Centrum Analiz Ekonomicznych

Working Paper 02/10

Persecution in Central Europe and its consequences on the lives of SHARE respondents.

Radim Bohacek, Michał Myck

Abstract:

We report information from the SHARELIFE data recalling experiences of persecution and dispossession of SHARE respondents and focus on the relationship of persecution and current outcomes in the three Central European populations. 10% of the Czech and East German respondents and about 6% of those in Poland report being persecuted, and political reasons are most frequently reported to be the main reason for this persecution (respectively 61%, 47% and 40%).
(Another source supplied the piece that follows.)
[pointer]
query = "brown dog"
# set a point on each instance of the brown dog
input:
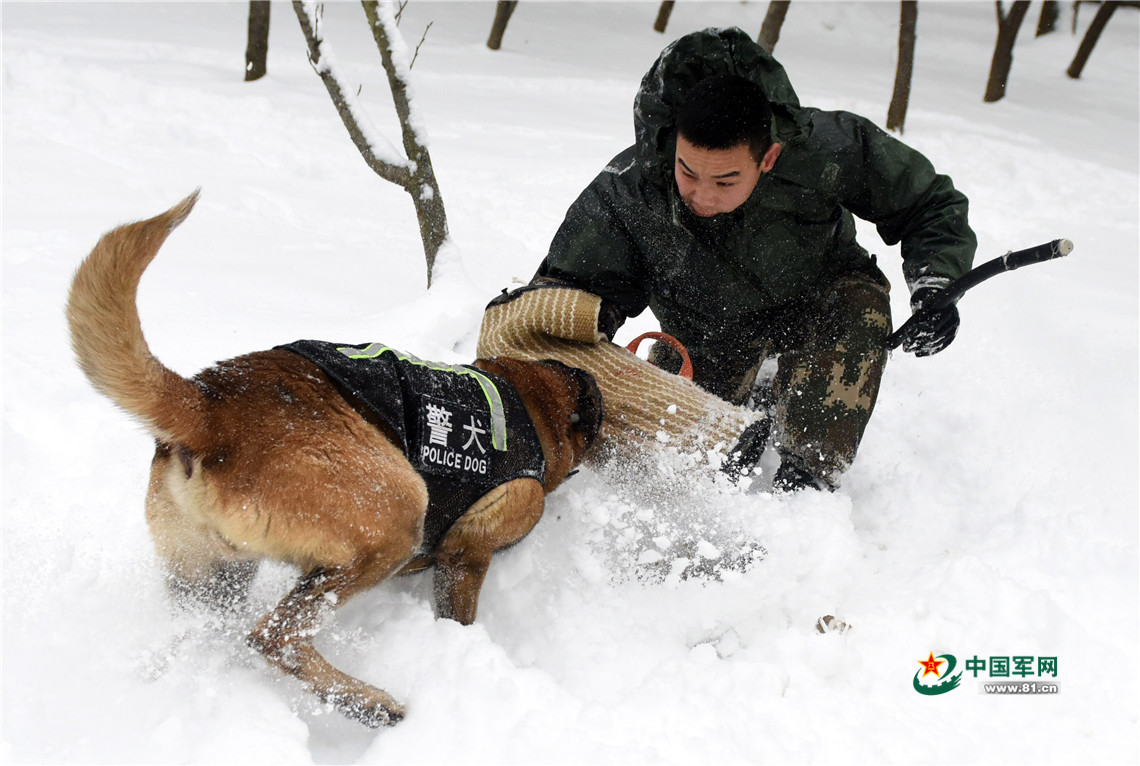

Persecution in the Czech Republic had most severe consequences for professional careers of the respondents. The experience of persecution in the Czech Republic has strongest effects on the reported satisfaction with job achievements and career disappointment. The relationship between persecution and health is strongest in Poland, where compared to those not persecuted in the past, the persecuted individuals are from 60-70% more likely to report current poor health, three or more limitations in performing daily activities (ADLs), as well as having experienced long-term illness and a period of disability. Persecuted individuals in Poland are also twice as likely to report having three or more symptoms of poor health.  Effects of persecution on health are also present in the Czech and GDR samples, though in most cases the effects are not statistically significant.
[To be published in: Axel Börsch-Supan, Martina Brandt, Karsten Hank and Mathis Schröder (eds)(2011): "The Individual and the Welfare State. Life Histories in Europe". Springer: Heidelberg.]